|'I look at him, and he's the same guy when he came here two years ago.' Patriots owner Robert Kraft on Pro Bowler Wes Welker (above)|
FOXBOROUGH - Patriots wide receiver Wes Welker and kicker Stephen Gostkowski earned their first Pro Bowl berths yesterday, and like a presidential tally of red and blue states, it was most telling to see the breakdown of how it unfolded.
The fans did not vote them in, but their peers and the coaches did.
That had to make the news that much sweeter for Welker and Gostkowski, because while the Pro Bowl in early February has turned into must-not-see TV, the distinction of being selected to play still has significant meaning, especially the way Welker and Gostkowski were chosen.
Both are especially deserving.
Welker is second in the NFL with 102 receptions and Gostkowski is tied for the top spot in the league with 30 field goals, but perhaps because they lack name recognition, and aren't the Terrell Owens look-at-me types, they were on the outside looking in when fan voting concluded last Tuesday. Neither was in the top five at their positions.
Welker was behind Brandon Marshall (Broncos), Randy Moss (Patriots), Andre Johnson (Texans), Reggie Wayne (Colts), and Hines Ward (Steelers).

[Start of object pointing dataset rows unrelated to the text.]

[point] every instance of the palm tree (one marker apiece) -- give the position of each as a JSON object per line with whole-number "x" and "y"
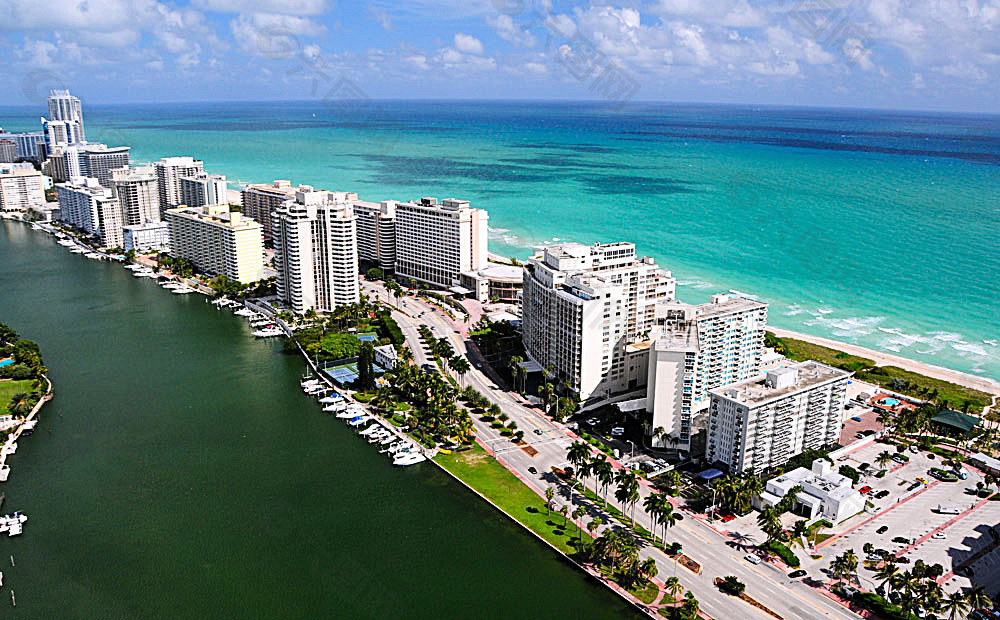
{"x": 546, "y": 391}
{"x": 673, "y": 587}
{"x": 956, "y": 605}
{"x": 460, "y": 366}
{"x": 605, "y": 473}
{"x": 978, "y": 597}
{"x": 883, "y": 458}
{"x": 579, "y": 512}
{"x": 690, "y": 606}
{"x": 648, "y": 569}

Gostkowski couldn't crack Dan Carpenter (Dolphins), Rob Bironas (Titans), Adam Vinatieri (Colts), Jeff Reed (Steelers), and Sebastian Janikowski (Raiders).
Players and coaches voted late last week, and that's when things began to shift, the results speaking volumes as to how Welker and Gostkowski are viewed in the testosterone-filled weight rooms across the NFL, and the dimly lit offices where coaches stay up late devising game plans and strategies against the top players.
The Patriots had eight players voted to the Pro Bowl last season.
Welker, now in his fifth season, has had a borderline MVP-type season, his candidacy boosted because he's been the player most responsible for easing quarterback Matt Cassel into the huddle following Tom Brady's season-ending knee injury that could have torpedoed the Patriots' season after just 15 offensive plays.
Despite his size in a big man's game, the 5-foot-9-inch, 185-pound slot-receiver-turned-starter quickly became Cassel's security blanket, his excellence in the short passing game keeping the offense afloat until Cassel became more consistent with the long ball.
If there is a stat that best reflects Welker's value in that area, it's yards after the catch. Entering Sunday's win over the Raiders, the shifty, quick-stepping Welker had a remarkable 656 yards after the catch, almost 100 more than the next closest player, Cardinals receiver Anquan Boldin (564).
Sixty-five percent of Welker's receiving yards have come after the catch, when he turns from receiver to running back.
It's the type of output that players and coaches truly appreciate, because while the long passes might end up on more highlights, the short ones and what comes after can be equally important.
The way Welker rings up yards reflects his personality - nothing flashy.
"He's just so understated, so modest, so humble," Patriots owner Robert Kraft said last night. "I look at him, and he's the same guy when he came here two years ago. Then you see him on the field take that hit in the Pittsburgh game and come back and have the performances he's had the last two weeks, and it's remarkable."
That hit, a crunching blow by Steelers safety Ryan Clark, snapped a streak that showed how important Welker has been to the Patriots on a weekly basis. Prior to being knocked out of that Nov. 30 game in the third quarter, Welker had caught six or more passes in each of the season's first 11 games, becoming the first NFL player to open a season with such a run.
Like Welker, Gostkowski has does the little things, such as his career-high 16 touchbacks, which ranks fourth in the AFC and are more impressive when considering he often kicks in tougher conditions than his peers.
In earning the Pro Bowl berth, it is also notable that one of the players Gostkowski leapfrogged was the player he replaced. Just three years ago when he arrived at Gillette Stadium as a fourth-round draft choice, Gostkowski was trying to escape Vinatieri's large shadow.
"It's been fun to be here and to be able to come after a guy who has done so well, and still get some of the respect he got, because no one can get on his level," said Gostkowski, who credited holder Chris Hanson and snapper Lonie Paxton. "To be mentioned as not being a letdown to him has been nice."
Early last week, it looked as if Gostkowski and Welker would be in for a big Pro Bowl letdown based on fan voting. Instead, they ended up getting what they deserved with players and coaches voting them in, the highest compliment of all.